Information Markup and Extraction of Python Reptiles (XML&JSON&YAML)

Keywords: Python Attribute xml JSON

Information mark

The tagged information can form an information organization structure and increase the information dimension.
The structure of markers is as valuable as information.
Marked information can be used for communication, storage or display.
Marked information is more conducive to program understanding and Application

image.png

HTML is predefined by <>. </> Label format organizes different types of information

Types of Information Markers

XML
JSON
YAML

XML

image.png

JSON

image.png

YAML

image.png

Comparison of Three Marker Types

The earliest general information markup language of XML is extensible but complicated.
JSON information is typed and suitable for program processing (js), which is simpler than XML.
YAML information has no type, the proportion of text information is the highest, and the readability is good.

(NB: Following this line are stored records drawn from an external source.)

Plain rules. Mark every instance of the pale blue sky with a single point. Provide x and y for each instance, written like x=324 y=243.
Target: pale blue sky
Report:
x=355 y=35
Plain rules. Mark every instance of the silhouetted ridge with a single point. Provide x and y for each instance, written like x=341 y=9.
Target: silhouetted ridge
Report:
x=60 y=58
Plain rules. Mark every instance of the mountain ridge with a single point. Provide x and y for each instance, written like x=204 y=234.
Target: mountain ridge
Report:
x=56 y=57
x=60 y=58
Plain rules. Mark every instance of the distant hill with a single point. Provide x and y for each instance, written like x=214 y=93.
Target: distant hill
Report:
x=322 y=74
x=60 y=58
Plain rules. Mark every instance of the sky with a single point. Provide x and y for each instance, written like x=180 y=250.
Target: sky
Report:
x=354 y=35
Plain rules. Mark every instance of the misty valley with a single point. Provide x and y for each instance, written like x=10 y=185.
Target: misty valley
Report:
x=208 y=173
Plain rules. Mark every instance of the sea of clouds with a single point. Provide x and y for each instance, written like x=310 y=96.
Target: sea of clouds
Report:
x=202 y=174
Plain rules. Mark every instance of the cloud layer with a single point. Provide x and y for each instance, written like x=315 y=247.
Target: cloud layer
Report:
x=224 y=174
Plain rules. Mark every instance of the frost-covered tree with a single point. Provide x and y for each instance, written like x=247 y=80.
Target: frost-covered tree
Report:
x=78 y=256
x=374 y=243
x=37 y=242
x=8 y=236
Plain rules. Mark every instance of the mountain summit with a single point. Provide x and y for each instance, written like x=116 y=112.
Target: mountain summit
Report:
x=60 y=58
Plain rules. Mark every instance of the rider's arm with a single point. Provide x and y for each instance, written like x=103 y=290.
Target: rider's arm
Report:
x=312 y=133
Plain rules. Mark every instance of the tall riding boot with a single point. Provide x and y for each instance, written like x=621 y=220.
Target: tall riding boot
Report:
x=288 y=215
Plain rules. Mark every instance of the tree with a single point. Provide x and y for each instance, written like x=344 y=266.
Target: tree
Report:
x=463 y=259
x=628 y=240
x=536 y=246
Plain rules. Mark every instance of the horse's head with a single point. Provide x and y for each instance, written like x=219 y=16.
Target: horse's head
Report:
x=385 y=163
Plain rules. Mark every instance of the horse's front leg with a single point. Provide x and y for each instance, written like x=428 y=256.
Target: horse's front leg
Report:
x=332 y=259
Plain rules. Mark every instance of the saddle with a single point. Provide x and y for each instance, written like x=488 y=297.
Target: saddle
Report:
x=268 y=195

Information Interaction and Transfer on XML Internet
Information communication between cloud and node in JSON mobile application, no comment
YAML Configuration Files for Various Systems, Annotated and Readable

information extraction

Extracting Concerned Contents from Marked Information

Method 1: Completely parse the marker form of information, and then extract the key information.
XML JSON YAML
Markup parsers are required, such as label tree traversal of bs4 Libraries
Advantages: accurate information analysis
Disadvantage: The extraction process is tedious and slow.
Method 2: Ignore the marker form and search key information directly
search
Text lookup function for information
Advantages: The extraction process is simple and fast.
Disadvantage: Accuracy of extraction results is related to information content
Fusion Method: Combining Formal Analysis and Search Method to Extract Key Information
XML JSON YAML Search
Need to tag parsers and text lookup functions

Example

Extract all URL links in HTML

Train of thought:

1. Search for all < a > tags
1. Parse < a > tag format and extract the link content after href

image.png

An example of extracting html information based on bs4

image.png

<>.find_all(name, attrs, recursive, string, **kwargs)
_name: Retrieval string for tag name
Returns a list type to store the results of the lookup

image.png

<>.find_all(name, attrs, recursive, string, **kwargs)
_name: Retrieval string for tag name
_attrs: Retrievable string for tag attribute values that can be tagged for attribute retrieval

image.png

>>> soup.find_all('p', 'course')
[<p class="course">Python is a wonderful general-purpose programming language. You can learn Python from novice to professional by tracking the following courses:

<a class="py1" href="http://www.icourse163.org/course/BIT-268001" id="link1">Basic Python</a> and <a class="py2" href="http://www.icourse163.org/course/BIT-1001870001" id="link2">Advanced Python</a>.</p>]
>>> soup.find_all('p','course')
[<p class="course">Python is a wonderful general-purpose programming language. You can learn Python from novice to professional by tracking the following courses:

<a class="py1" href="http://www.icourse163.org/course/BIT-268001" id="link1">Basic Python</a> and <a class="py2" href="http://www.icourse163.org/course/BIT-1001870001" id="link2">Advanced Python</a>.</p>]
>>> soup.find_all('p','title')
[<p class="title"><b>The demo python introduces several python courses.</b></p>]
>>> soup.find_all(id = 'link1')
[<a class="py1" href="http://www.icourse163.org/course/BIT-268001" id="link1">Basic Python</a>]
>>>

<>.find_all(name, attrs, recursive, string, **kwargs)
_name: Retrieval string for tag name
_attrs: Retrievable string for tag attribute values that can be tagged for attribute retrieval

>>> soup.find_all(id = re.compile('link'))
[<a class="py1" href="http://www.icourse163.org/course/BIT-268001" id="link1">Basic Python</a>, <a class="py2" href="http://www.icourse163.org/course/BIT-1001870001" id="link2">Advanced Python</a>]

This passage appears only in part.